A crítica de Marx ao moralismo e a transformação da filosofia em injunção (“os filósofos apenas interpretaram o mundo, trata-se de transformá-lo”) decorrem dessa nova ontologia: se a realidade é práxis e não objeto de contemplação, então o discurso teórico que permanece na pura interpretação falha em tocar o ser; a verdade só é alcançada quando o pensamento se nega a si mesmo enquanto esfera autônoma e se converte em momento da ação transformadora, reconhecendo que a solução dos mistérios teóricos reside na vida prática dos homens e na compreensão dessa prática.

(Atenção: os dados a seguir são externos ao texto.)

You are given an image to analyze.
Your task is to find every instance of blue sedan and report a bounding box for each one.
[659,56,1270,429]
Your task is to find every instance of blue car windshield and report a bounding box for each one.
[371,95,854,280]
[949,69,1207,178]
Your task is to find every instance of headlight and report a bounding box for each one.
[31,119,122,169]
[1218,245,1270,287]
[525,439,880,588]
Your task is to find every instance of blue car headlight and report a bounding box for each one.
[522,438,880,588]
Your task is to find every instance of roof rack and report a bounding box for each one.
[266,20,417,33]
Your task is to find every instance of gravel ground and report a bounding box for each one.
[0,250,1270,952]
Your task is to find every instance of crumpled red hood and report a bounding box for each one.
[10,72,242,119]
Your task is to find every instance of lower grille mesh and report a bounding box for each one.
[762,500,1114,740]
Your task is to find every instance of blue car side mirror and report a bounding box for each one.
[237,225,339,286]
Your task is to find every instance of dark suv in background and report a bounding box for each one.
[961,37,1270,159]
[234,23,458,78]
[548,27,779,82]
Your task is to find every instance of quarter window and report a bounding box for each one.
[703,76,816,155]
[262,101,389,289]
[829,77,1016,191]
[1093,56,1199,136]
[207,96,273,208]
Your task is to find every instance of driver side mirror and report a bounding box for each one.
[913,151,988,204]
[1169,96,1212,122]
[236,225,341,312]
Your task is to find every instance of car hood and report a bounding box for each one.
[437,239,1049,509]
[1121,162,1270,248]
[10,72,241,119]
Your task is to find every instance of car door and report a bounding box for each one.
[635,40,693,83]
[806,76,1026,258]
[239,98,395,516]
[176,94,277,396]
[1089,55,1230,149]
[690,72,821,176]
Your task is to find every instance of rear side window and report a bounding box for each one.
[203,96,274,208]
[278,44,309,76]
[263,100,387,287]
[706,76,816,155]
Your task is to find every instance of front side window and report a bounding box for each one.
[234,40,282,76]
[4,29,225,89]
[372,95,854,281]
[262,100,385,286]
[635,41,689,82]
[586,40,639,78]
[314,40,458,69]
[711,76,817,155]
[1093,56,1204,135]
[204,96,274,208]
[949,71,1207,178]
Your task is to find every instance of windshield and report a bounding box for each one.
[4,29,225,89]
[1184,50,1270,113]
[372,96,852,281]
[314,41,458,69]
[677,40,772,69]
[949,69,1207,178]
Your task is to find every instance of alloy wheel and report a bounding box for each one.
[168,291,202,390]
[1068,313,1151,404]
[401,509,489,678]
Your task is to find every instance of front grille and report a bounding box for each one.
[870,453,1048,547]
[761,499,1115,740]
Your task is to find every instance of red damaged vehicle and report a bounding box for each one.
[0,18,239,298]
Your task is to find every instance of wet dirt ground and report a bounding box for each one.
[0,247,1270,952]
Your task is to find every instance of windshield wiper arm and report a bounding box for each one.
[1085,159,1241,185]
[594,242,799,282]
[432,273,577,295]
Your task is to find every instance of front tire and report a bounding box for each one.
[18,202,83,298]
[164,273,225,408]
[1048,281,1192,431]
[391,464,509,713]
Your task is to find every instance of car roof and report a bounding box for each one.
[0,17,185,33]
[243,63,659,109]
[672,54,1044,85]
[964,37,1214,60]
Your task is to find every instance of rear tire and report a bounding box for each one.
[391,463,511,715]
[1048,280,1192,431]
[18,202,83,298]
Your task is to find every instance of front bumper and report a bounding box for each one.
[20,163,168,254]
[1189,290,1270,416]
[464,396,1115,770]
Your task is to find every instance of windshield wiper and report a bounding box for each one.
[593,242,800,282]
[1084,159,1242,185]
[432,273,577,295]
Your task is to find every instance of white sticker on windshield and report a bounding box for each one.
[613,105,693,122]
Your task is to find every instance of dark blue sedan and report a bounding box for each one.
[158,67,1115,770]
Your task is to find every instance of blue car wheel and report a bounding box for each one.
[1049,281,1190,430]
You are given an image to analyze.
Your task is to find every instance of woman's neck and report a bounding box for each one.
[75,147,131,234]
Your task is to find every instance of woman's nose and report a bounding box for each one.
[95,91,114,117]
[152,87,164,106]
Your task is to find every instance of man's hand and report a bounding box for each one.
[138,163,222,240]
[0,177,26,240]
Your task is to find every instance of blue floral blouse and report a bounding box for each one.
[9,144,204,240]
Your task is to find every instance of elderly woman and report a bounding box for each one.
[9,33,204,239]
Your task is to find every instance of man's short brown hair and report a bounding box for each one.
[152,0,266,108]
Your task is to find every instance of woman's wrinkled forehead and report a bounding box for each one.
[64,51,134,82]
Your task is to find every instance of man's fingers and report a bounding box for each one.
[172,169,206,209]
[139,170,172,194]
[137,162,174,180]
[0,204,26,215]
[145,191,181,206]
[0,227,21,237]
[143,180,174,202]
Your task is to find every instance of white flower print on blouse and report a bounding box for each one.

A ideologia define-se precisamente pela autonomização da teoria em relação à prática, pelo esquecimento da gênese prática das ideias e pela pretensão do pensamento de constituir uma esfera independente de verdades e valores; a genealogia da ideologia exige, portanto, a recondução das formações ideais (Estado, Direito, Religião) ao solo da vida subjetiva e da divisão do trabalho, demonstrando que as “potências objetivas” da consciência são, na verdade, projeções e representações da atividade vital dos indivíduos reais.